No entanto, a evolução tem sido enorme nos últimos anos, com os fabricantes de veículos e de baterias a melhorarem tecnologias e a produção das mesmas. Chegamos a este Hyundai Kauai, então, um dos mais recentes membros da ‘comunidade’ automóvel elétrica, que deriva do Kauai a combustão, mas que recorre a um dupla opção de motores: a mais acessível debita 135 CV e autonomia no ciclo WLTP para 312 quilómetros e, a mais potente, que tivemos a oportunidade de ensaiar, uns muito frenéticos 204 CV (150 kW) e 482 quilómetros de autonomia, também apresentados no ciclo WLTP. Esta será, aliás, a única versão à venda em Portugal.

Natural expectativa para perceber se é mesmo possível cumprir uma vida normal com este novo Kauai elétrico sem estar constantemente a olhar para o painel de instrumentos e a congeminar cenários desastrosos de paragens indesejadas.

Ponto 1: Um valor encorajador

O primeiro indicador que salta à vista (no novo painel de instrumentos digital com ecrã de 7″) assim que carregamos no botão de ignição é o da autonomia: 457 quilómetros possíveis em modo ECO, fruto de uma bateria de polímeros de lítio com 64 kW. Encorajador, mas será que o valor pode ser realista? Os primeiros trajetos indicam que sim. O Kauai tem um funcionamento suave e a autonomia não desaparece a velocidade alarmante. Antes pelo contrário, replica quase de forma fidedigna os quilómetros percorridos. Quase.

Rapidamente se percebe que o Kauai é evolução na autonomia. Com este novo SUV é perfeitamente possível fazer uma vida normalíssima, sem padecer do já referido efeito de ansiedade da autonomia. Ora, ao cabo de 100 quilómetros, a autonomia oferecida pela instrumentação era de 371 quilómetros. A média de consumo energético foi de 11.7 kWh/100 km, isto sempre com o modo ECO ativado e sem consumos de ar condicionado, além de utilização ostensiva das patilhas de regeneração de energia atrás do volante.

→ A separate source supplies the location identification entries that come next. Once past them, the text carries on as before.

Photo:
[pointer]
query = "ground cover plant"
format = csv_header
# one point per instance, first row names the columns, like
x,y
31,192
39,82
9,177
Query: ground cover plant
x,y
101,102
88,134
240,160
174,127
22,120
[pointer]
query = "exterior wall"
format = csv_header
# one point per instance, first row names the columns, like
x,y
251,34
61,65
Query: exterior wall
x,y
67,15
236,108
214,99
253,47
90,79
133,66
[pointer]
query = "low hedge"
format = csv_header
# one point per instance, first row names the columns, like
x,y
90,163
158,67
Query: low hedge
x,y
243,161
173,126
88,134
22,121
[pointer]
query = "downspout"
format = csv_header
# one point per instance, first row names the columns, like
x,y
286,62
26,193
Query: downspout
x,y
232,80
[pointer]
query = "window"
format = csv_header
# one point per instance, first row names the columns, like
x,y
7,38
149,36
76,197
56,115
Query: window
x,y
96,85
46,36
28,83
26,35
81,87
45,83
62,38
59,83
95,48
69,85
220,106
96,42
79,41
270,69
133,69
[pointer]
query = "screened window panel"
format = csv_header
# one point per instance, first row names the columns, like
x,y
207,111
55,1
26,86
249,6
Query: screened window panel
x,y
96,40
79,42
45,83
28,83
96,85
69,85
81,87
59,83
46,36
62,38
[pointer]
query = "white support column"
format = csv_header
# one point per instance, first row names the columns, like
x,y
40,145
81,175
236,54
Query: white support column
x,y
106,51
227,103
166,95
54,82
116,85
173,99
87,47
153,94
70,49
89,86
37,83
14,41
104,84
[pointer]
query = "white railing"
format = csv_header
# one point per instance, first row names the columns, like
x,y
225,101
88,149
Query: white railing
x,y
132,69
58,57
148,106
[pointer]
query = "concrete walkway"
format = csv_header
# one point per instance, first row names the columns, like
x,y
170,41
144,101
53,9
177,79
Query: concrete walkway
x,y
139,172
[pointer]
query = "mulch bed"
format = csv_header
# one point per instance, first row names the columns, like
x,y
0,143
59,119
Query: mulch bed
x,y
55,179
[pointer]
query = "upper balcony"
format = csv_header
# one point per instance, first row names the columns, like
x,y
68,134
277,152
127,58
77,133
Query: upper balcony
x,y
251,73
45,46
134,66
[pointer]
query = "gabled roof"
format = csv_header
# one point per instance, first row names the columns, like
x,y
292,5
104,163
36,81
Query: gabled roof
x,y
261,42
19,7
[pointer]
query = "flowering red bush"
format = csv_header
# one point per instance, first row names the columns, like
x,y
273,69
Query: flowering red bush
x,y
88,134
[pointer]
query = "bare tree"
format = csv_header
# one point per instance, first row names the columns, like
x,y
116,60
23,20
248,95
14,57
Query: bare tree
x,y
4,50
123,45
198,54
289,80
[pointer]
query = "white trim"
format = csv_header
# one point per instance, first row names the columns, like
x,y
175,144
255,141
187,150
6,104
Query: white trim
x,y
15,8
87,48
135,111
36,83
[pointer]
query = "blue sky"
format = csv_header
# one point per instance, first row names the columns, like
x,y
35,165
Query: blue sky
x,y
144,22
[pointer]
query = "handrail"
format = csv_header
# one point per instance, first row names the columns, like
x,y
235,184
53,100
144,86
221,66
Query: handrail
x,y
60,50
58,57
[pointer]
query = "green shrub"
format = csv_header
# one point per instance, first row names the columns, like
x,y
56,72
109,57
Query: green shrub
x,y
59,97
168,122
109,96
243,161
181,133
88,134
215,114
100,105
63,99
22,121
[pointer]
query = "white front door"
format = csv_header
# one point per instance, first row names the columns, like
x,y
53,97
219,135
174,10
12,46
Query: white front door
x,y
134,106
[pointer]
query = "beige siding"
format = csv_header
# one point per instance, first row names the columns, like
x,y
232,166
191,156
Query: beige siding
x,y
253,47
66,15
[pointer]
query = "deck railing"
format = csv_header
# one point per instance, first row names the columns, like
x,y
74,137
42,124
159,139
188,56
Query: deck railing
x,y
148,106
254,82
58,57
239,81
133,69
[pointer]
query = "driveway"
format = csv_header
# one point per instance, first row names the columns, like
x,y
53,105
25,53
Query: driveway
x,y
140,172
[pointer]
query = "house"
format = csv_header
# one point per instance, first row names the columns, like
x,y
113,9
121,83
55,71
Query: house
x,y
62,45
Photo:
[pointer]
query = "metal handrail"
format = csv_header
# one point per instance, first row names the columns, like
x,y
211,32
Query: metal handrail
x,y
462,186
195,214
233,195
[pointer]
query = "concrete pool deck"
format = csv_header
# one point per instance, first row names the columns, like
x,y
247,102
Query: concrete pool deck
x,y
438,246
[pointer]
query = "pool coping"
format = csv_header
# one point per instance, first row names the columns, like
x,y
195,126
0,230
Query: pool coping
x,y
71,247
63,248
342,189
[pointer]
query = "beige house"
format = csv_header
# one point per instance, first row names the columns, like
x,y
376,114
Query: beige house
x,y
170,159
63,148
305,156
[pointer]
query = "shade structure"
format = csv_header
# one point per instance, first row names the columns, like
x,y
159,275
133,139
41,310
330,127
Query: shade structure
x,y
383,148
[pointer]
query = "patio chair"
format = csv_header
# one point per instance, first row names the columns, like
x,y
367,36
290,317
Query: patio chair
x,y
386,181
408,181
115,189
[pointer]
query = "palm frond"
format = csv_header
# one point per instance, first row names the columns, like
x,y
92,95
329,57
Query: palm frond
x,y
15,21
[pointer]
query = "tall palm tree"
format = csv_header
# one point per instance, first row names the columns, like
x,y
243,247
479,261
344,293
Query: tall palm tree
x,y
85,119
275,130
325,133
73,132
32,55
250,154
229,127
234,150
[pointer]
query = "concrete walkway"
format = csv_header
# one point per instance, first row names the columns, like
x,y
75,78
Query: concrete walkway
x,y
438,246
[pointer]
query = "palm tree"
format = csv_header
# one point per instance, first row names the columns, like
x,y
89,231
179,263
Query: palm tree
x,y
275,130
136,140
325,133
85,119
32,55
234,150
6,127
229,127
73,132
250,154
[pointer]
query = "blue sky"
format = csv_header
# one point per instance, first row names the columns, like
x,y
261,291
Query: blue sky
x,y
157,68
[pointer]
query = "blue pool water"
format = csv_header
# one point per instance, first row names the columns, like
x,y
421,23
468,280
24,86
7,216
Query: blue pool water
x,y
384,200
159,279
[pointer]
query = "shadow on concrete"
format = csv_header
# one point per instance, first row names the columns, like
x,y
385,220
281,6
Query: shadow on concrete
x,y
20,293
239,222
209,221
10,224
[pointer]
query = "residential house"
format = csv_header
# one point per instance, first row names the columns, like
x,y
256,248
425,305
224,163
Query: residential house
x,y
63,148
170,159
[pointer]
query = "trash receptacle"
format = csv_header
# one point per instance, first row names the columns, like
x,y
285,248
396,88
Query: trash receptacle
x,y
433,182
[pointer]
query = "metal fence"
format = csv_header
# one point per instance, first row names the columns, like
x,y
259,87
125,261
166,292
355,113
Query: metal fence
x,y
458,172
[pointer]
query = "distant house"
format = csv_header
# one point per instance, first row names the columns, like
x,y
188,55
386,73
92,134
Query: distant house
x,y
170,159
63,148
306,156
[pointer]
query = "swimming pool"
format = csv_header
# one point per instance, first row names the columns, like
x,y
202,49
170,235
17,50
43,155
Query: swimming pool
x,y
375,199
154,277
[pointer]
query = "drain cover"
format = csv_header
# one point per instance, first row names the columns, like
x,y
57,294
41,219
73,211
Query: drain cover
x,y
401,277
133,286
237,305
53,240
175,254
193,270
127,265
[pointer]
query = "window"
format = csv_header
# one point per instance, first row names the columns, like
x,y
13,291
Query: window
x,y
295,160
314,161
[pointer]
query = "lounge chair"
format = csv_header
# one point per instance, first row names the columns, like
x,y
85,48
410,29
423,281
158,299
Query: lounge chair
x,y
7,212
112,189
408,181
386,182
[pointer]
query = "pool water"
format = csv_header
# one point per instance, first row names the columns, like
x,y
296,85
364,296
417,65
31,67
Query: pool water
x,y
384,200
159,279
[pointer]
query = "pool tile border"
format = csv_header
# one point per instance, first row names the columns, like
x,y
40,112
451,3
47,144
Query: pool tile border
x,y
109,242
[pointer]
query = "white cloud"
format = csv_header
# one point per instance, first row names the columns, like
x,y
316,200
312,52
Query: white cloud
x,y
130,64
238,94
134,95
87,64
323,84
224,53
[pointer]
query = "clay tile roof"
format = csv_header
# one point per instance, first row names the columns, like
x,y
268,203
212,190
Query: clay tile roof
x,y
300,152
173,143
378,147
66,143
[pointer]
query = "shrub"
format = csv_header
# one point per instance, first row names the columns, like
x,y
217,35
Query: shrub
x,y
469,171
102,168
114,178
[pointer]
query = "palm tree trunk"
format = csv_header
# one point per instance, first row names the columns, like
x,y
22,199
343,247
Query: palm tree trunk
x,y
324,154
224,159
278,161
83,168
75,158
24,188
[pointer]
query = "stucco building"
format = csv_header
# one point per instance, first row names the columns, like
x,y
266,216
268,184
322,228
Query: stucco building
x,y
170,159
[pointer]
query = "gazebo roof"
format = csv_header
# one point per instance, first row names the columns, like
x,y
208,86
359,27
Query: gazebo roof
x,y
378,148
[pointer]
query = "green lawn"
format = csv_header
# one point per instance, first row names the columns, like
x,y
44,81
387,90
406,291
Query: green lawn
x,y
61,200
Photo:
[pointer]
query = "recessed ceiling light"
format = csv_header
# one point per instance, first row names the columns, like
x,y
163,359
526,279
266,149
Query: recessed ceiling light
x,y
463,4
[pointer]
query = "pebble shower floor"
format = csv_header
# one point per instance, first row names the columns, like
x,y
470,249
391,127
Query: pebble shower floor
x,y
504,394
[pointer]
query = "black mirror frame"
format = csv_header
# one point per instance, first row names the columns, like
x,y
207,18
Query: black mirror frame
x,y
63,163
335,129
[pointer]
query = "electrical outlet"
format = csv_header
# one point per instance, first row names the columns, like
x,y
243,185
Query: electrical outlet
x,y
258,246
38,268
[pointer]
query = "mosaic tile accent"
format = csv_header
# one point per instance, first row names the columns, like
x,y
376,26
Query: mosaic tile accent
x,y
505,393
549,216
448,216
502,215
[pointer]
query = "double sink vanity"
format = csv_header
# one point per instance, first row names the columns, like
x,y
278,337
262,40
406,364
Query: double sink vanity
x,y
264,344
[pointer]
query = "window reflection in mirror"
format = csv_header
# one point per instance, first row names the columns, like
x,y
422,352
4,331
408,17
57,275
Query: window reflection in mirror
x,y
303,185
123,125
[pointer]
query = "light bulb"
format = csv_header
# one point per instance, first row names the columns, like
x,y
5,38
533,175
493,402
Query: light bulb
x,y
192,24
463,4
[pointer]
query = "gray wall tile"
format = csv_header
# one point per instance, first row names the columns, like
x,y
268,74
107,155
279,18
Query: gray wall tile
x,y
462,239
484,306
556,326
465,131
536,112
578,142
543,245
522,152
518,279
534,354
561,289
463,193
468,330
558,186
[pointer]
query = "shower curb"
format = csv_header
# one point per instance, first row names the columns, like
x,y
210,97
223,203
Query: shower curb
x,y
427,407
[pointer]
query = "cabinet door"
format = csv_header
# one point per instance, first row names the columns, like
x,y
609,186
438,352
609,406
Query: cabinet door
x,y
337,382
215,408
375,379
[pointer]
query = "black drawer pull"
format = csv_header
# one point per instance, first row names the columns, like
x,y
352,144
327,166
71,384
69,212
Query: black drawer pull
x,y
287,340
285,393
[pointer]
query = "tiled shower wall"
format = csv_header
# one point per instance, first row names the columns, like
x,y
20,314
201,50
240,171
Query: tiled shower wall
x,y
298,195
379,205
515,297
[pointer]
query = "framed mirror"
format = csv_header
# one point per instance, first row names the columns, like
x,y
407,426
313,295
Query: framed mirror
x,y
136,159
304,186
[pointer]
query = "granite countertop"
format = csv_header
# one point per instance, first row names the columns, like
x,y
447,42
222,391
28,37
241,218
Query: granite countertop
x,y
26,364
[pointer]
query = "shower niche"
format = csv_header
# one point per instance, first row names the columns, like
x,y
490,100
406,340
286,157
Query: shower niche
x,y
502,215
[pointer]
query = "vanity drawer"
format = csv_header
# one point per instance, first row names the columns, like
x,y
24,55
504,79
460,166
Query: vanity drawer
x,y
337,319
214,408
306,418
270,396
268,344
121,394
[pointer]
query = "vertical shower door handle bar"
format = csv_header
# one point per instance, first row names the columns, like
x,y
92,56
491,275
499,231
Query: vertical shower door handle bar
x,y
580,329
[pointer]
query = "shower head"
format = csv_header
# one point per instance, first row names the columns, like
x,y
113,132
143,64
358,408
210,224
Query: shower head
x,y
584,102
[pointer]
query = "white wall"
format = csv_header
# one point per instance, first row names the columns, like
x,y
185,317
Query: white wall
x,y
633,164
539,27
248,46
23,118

Depois do teste de consumo de 100 quilómetros, já com ar condicionado e ativação do modo Sport, que permite acelerações dignas de desportivo (mas algumas incongruências de suavidade de condução), o consumo subiu para ainda assim muito elogiáveis 12.4 kWh/100 km, aqui num percurso com cerca de 25-30 quilómetros. Note-se que o ar condicionado ativado ‘rouba’ algumas dezenas de quilómetros de autonomia.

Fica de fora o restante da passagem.